Wednesday, July 21, 2010

Searching

It has truly been a long time since I last posted anything. The real reason....I have not been inspired! Pretty basic right? I have been in such a dark place that the person who used to find the simplest lyric or sunset inspiring has felt absolutely nothing. I became numb for the past three months. Apparently that is how I react when I realize everything I ever dreamed for myself was not coming true. I can only put on a happy facade for so long. I just don't know how many more set-backs I can experience before I just give up on having high hopes for myself.

I am ready right now! Do any of you ever have that overwhelming feeling that comes over you when all of a sudden you want to just run out of your house and into the open air and just scream at the top of your lungs?

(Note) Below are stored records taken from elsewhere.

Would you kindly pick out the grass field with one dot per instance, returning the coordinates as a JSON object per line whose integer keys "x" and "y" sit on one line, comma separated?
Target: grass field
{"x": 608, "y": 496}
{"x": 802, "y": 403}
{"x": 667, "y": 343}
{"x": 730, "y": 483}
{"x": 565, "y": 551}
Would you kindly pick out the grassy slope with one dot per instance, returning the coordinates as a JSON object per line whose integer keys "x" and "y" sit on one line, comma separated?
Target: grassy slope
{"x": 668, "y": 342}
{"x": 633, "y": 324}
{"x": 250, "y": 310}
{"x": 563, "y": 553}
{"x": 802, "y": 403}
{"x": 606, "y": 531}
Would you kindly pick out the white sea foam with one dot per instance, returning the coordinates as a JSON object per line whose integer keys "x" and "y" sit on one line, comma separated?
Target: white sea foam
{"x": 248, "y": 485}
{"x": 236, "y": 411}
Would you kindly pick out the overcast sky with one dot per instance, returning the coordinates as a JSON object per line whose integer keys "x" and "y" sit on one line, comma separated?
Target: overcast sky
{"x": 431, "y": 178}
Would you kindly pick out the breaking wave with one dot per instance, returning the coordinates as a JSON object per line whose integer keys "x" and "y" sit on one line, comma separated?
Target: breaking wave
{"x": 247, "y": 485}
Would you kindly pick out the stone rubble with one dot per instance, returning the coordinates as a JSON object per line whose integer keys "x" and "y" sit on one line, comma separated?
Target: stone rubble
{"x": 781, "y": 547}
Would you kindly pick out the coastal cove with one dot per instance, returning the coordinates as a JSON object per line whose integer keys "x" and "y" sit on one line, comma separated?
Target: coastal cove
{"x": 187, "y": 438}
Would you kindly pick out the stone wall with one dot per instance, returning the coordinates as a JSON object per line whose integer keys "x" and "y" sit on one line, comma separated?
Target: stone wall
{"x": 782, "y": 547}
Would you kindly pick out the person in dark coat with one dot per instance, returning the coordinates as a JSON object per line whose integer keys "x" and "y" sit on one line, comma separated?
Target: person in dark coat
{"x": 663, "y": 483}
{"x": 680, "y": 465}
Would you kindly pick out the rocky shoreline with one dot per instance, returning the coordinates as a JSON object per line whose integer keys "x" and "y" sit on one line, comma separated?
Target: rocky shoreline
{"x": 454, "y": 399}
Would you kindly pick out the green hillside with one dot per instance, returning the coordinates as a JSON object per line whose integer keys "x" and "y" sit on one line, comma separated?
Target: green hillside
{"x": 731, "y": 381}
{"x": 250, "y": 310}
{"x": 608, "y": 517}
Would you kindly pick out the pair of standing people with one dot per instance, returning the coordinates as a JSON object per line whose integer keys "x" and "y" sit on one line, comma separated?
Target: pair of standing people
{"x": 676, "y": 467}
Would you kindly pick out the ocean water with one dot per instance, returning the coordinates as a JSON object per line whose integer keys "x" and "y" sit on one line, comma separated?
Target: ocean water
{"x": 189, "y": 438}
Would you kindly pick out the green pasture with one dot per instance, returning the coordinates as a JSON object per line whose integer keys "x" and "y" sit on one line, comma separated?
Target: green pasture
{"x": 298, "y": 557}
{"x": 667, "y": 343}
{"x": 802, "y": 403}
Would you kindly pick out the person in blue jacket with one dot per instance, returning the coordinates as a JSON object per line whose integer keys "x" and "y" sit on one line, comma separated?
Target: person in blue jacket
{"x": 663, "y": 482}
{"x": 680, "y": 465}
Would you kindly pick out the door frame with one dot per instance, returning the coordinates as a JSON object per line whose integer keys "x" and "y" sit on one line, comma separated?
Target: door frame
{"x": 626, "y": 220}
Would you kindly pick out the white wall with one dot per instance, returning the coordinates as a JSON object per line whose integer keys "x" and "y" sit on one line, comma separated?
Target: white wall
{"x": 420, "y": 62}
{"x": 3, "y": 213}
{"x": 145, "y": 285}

And after you have screamed, you cry, then you laugh, and then you look up at the sky and think, "What am I doing with my life? Why am I still searching for something?"

I want my life to happen now! I am sick of being on the bench in my own life. I am a spectator. How pathetic is that? The hardest part has been running into people from school and they ask how I am doing. I am absolutely tired of having to sound optimistic about my job search. When in reality all of their lives sound better than mine at this point. The grass is always greener right?

So you may be wondering what my inspiration is on this blog. Well to be truthful, the only point to this blog is to show you that if you are currently struggling in any avenue of your life, you are not alone. I feel your pain and I truly hope that you find what you are searching for. Please don't give up the search and fight for a better life. Amidst all of my challenges, I do remain faithful that better times are around the corner. For all of us!!!